Low socioeconomic position is linked to a deterioration in the quality of ageing equivalent to a loss of 4-7 years of good physical health by age 60. This is the conclusion of a study published in the BMJ by Lifepath, a project funded by the European Commission, which investigates the biological pathways underlying social differences in healthy ageing.Men aged 60 with lower economic status (e.g. working in manual occupations) had the same walking speed as men aged 66.6 with a higher economic status (e.g. working in non-manual occupations). Measured by walking speed, this is a 6.6-year loss of good physical function. Women lost 4.6 years, a smaller but still relevant decrease.This negative impact was comparable to that provoked by other major risk factors: by age 60, insufficient physical activity led to a loss of 5.7 years in the function of men and 5.4 in women, while the reduction due to obesity was 5.1 for men and 7.5 for women. The loss ascribed to diabetes was, respectively, 5.6 and 6.3. The effect of other risk factors such as hypertension (2.3 and 3 years of lost function) and tobacco use (3 and 0.7 years lost) was smaller.“Our study added further evidence to the role of poor social and economic circumstances as powerful risk factors, which may seriously impact on healthy ageing”, says Silvia Stringhini, researcher at Lausanne University Hospital in Switzerland and lead author of the study. “Previous studies have shown that different risk factors, including socioeconomic disadvantage, tend to cluster in the same individuals. However, our results suggest that the association of low occupational profile with physical functioning is not attributable to other risk factors”. Lifepath researchers analysed data from 37 studies comprised of a total of 109,107 men and women aged between 45 and 90 years.
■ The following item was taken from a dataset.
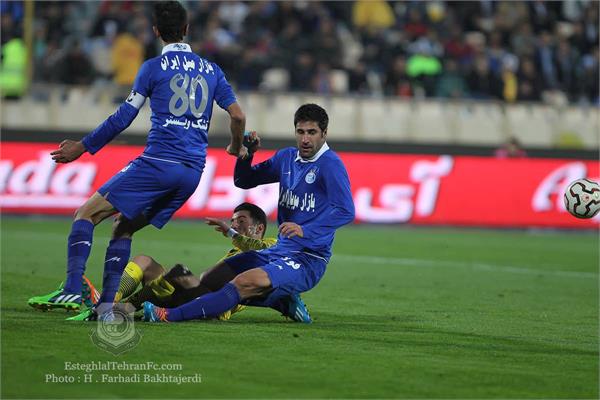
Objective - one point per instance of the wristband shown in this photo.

The 24 countries involved were in Europe, the United States, Latin America, Africa, and Asia, including UK. They used walking speed as an indicator of physical function since it declines with age and is a good predictor of survival, hospital admission, and cognitive decline. To assess an individual’s socioeconomic condition, the information of their last known occupational title was collected during enrolment.
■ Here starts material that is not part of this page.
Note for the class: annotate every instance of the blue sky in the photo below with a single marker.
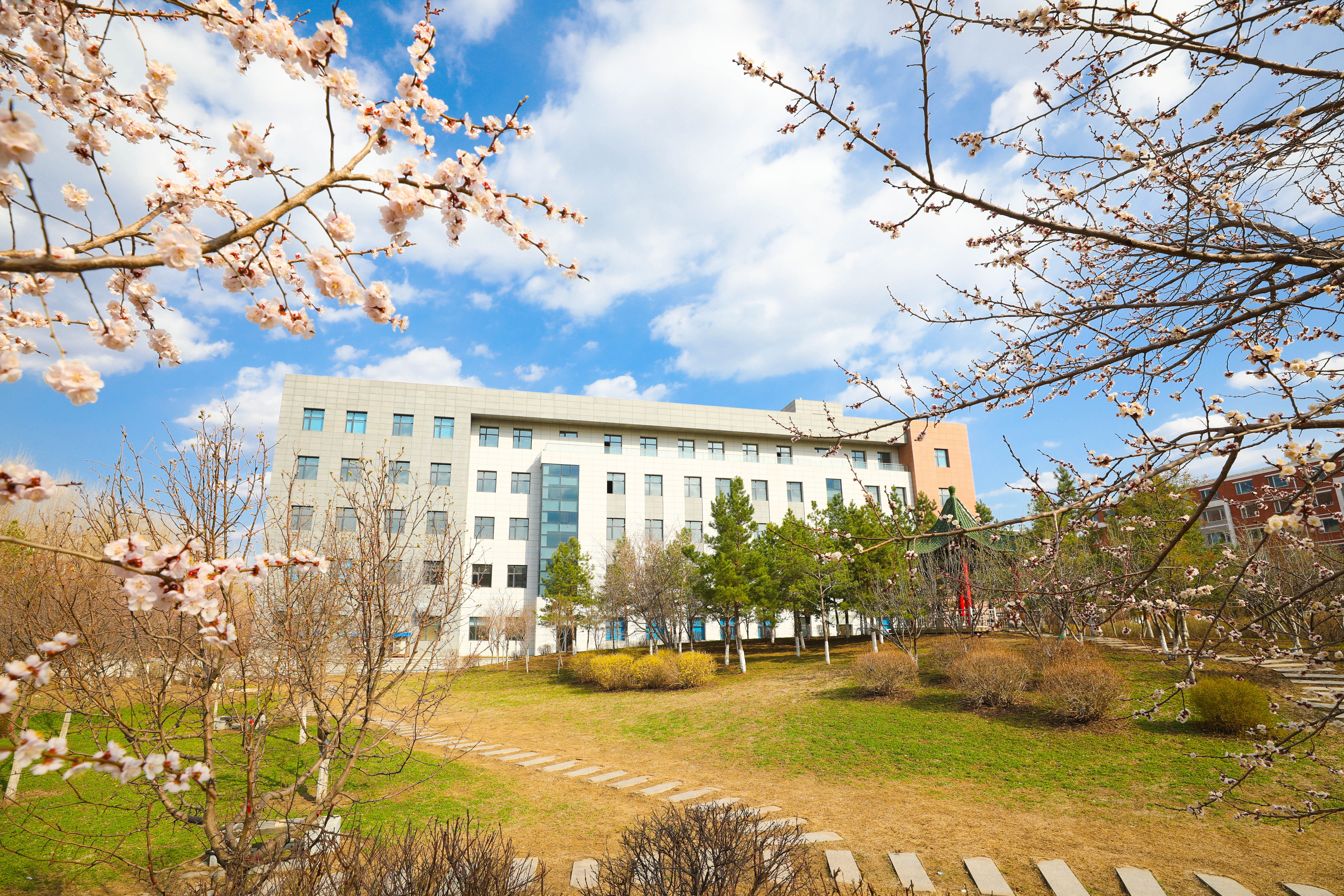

“Another relevant finding was the difference between high-income countries on the one hand, and low- and middle-income countries on the other, with the former showing higher number of years of functioning lost due to socioeconomic disadvantage”, says Paolo Vineis, professor at the Imperial College of London and leader of the Lifepath project. “This could be due to regional differences in the social patterning of major risk factors, such as physical inactivity, obesity, and diabetes” Current global health policies are targeted towards established risk factors of health, such as smoking and physical inactivity. The negative impact of these factors is mainly assessed using hard parameters such as mortality, while broader measures of wellbeing like physical function has received less attention so far. “We should not limit our analysis to the length of our lives, but also to the quality of our ageing”, says Mika Kivimaki, professor at the University College of London. “By focusing on healthy ageing and functional wellbeing, we aim to provide further evidence for broader health policies dealing with socioeconomic adversity, in addition to standard risk factors”. Lifepath is an EU-funded project aimed to provide updated, relevant and innovative evidence for the relationship between social disparities and healthy ageing to lay ground for the development of future health policies and strategies. Lifepath experts develop an original study design that integrates social science approaches with biology and big data analysis, using existing population cohorts and omics measurements.